Анна шагнула вперёд. Ладони слегка вспотели, но голос прозвучал твёрдо:
— Свидетель, уточните: сколько задержанных было в тот день?
— Пятеро. Все — в одном районе площади.
— Как вы установили, что Дремлюга — участник несанкционированной акции?
— Он стоял рядом с… с гражданином, который держал транспарант.
— Рядом — это на каком расстоянии?
Милиционер моргнул. Зал задержал дыхание.
— Метров… двух, может.
— Свидетель, по инструкции милиции, лицо, находящееся в радиусе двух метров от нарушителя, автоматически считается соучастником?
— Ну… — он замялся. — Не автоматически, но по ситуации…
— Спасибо. Скажите, вы лично видели, как Дремлюга держал транспарант?
— Нет. Он стоял, смотрел… вроде как, одобрял.
Анна кивнула. Михаил Орлов за столом судьи чуть приподнял бровь. Анна почувствовала это взглядом, не отрываясь от свидетеля.
— У вас есть рапорт о задержании?
— Да. В деле.
— Озвучьте, пожалуйста, последнюю фразу из вашего рапорта.
Милиционер покраснел. Прокурор привстал:
— Возражаю. У защиты нет оснований требовать озвучивания дословных формулировок без предварительного ознакомления.
Анна повернулась к судье:
— Уважаемый суд, в рапорте свидетеля указано, что подсудимый «вёл себя вызывающе». Я прошу уточнения: что именно милиционер вкладывал в это понятие, так как это формулировка субъективная.

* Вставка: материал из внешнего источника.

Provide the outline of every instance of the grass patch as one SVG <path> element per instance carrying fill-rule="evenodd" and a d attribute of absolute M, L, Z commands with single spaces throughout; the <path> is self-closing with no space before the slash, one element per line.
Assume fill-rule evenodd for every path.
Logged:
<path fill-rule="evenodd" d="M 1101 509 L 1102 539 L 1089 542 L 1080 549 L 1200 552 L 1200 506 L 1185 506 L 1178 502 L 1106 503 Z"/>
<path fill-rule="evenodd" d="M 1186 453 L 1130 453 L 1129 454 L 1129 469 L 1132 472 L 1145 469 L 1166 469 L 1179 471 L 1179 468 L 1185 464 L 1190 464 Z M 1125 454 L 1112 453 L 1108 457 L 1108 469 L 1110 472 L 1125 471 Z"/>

Михаил чуть наклонился вперёд:
— Свидетель, поясните.
— Он… стоял с прямой спиной и смотрел, как бы вызывающе. Ну, не боялся.
— Не боялся? — Переспросила Анна. — Это всё?
— Ну… он не убегал и… не прятался.
— А вы считаете, что гражданин обязан бояться при появлении сотрудников милиции?
Шепот пробежал по залу. Орлов слегка постучал ручкой по столу, но глаз не поднял.
— Не обязан, но… — милиционер запнулся, — …в обычной ситуации человек ведёт себя иначе.
— Ясно. Скажите, сколько времени прошло между задержанием и составлением протокола?
— День… два.
— А точнее?
— Двое суток. Протокол составил товарищ Фёдоров.
— Вы лично передали Фёдорову задержанного?
— Нет, мы сдали его в дежурную часть.
— То есть, вы не участвовали в допросе?
— Нет.
— Но указаны в протоколе как лицо, подтвердившее нарушение.
— Так… было распоряжение.
Анна на миг прикусила язык.
«Сейчас, только не спеши. Мягче. Вывести — не загнать».